Concrètement, chacune des lignes de production dispose d’un écran de contrôle où affluent en temps réel les données désirées. Progression de la production en pourcentage, température du four, vibrations, position des composants… Chaque paramètre est pris en compte et placé sous la surveillance d’un opérateur. Ce qui suppose deux choses : l’humain reste un élément essentiel de la chaîne de production et la relation entre l’opérateur et la machine doit être redéfinie.

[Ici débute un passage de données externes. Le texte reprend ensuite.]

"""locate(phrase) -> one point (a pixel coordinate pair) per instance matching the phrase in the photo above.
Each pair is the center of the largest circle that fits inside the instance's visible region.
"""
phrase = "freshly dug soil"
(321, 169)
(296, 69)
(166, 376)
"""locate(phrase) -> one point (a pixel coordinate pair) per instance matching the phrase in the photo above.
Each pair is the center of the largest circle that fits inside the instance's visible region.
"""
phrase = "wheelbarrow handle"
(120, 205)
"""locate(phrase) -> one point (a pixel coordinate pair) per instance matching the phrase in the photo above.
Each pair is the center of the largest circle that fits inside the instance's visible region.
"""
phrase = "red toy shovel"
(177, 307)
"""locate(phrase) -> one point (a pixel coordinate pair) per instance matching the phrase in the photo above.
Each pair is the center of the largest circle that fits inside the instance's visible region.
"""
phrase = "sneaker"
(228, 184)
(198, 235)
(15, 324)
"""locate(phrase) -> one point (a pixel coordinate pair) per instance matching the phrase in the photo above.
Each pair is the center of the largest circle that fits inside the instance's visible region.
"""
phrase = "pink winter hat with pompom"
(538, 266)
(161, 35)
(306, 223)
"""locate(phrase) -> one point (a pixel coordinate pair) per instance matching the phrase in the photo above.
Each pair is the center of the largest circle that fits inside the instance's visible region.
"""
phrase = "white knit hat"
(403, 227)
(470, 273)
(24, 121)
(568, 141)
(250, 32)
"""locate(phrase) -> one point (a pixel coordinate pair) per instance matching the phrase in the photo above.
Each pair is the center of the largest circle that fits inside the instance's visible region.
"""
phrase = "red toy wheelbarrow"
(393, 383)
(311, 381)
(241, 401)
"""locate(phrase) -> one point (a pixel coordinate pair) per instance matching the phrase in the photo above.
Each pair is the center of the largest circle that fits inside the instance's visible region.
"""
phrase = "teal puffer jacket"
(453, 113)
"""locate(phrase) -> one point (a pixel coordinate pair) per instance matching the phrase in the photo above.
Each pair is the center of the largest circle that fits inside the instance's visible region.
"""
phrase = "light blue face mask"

Les datas de production permettent d’aller plus loin dans la relation d’intimité qu’entretient un opérateur avec sa machine. A condition qu’elles ne fonctionnent pas comme une boîte noire : les opérateurs doivent savoir comment c’est fait et comment ça fonctionne”, analyse pour sa part Michael Soussan, directeur strategy, customers et operations de KPMG. Car en matière de big data, le travail des humains reste largement sous-estimé, comme le rapporte Jérôme Denis, professeur au Centre de sociologie de l’innovation de Mines ParisTech, qui vient de publier une étude sur le travail invisible que nécessite la production de ces données.

Conscient que la réussite de son projet dépendait aussi du facteur humain, Lacroix Electronics a choisi d’y associer très tôt ses opérateurs. “La mise en place de la solution PTC s’est faite avec les opérateurs, qui ont été consultés tout au long du projet, notamment pour réaliser avec une UX designer un écran de contrôle pertinent et lisible en un coup d’oeil. Cela a deux avantages: les opérateurs voient qu’il se passe quelque chose dans l’usine -c’est l’une des traductions concrètes de notre plan ambition 2020- et cela permet une prise en main plus rapide des outils”, souligne Emmanuel Thommerel. Et conforte du même coup le rôle de chacun dans l’entreprise, où l’humain est revalorisé. « La conduite du changement n’est pas un problème si on s’appuie sur les personnes. Une transformation numérique est réussie quand elle se fait par rôle, défend Ollivier Gorre. La technologie décloisonne l’entreprise et permet de faire travailler toute la pyramide des âges. » Les nouvelles technologies qui infusent désormais l’industrie 4.0 permettent en outre d’attirer de nouveaux talents, plus jeunes et plus connectés.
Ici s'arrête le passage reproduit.